The WCAR was American in another way, too: It was anti-American. Just as the first two WCARs (1978 and 1983) were focused on anathematizing and ending the South African apartheid regime, the 2001 Durban conference sought to challenge the US empire, the hegemonic position the US occupies in a post-colonial, post-Cold War, post-apartheid, and post-civil rights world.

....Bush was a creature of the Republican right, a Southern president (in the US sense of the word), a usurper who owed his office in large part to anti-black voting rights fraud. He sought by attacking the conference to shore up his key lower-strata "socially conservative" constituencies; he had already assured the loyalty of the corporate fat cats by enacting massive regressive income and wealth redistribution.

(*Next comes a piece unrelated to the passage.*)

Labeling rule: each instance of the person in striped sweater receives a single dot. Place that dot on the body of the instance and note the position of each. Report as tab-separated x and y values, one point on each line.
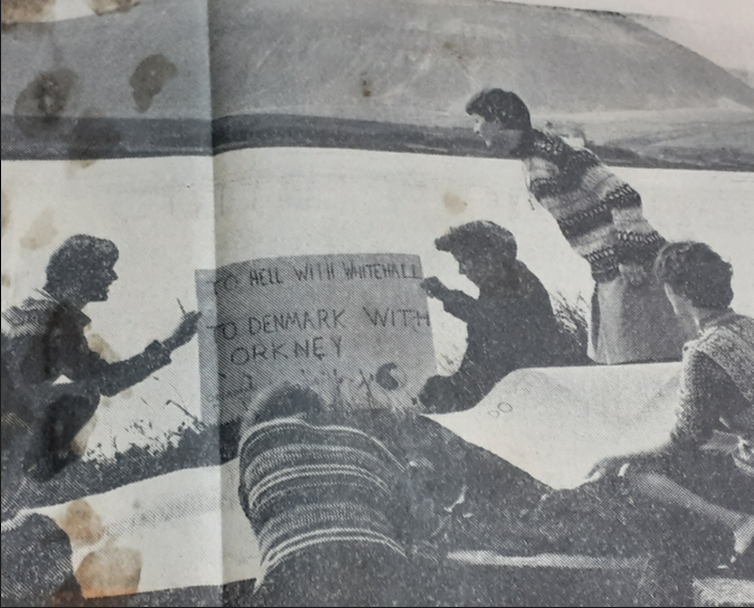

...we confront a very disturbing political situation: the near-paralysis of opposition politics. The movements that seemed renascent before 9/11 -- notably the anti-globalization, anti-WTO movement and the resurgent anti-racist movement represented by Durban, by reparations initiatives, by resistance to racial profiling, and by critiques of the prison-industrial complex -- have now been put on hold. Though not completely stymied, they have been set back considerably. Denying this is whistling in the dark.


Not a very cheery picture. Not for the Professor and his dreams of an effective world-wide anti-American movement. Or for the parents paying thousands in tuition for the opportunity to have their kids radicalized under his guidance at UC-Santa Barbara.

But on the bright side, barring a Howard Dean victory in 2004, I don’t expect Professor Winant to be exclaiming “we won” any time soon.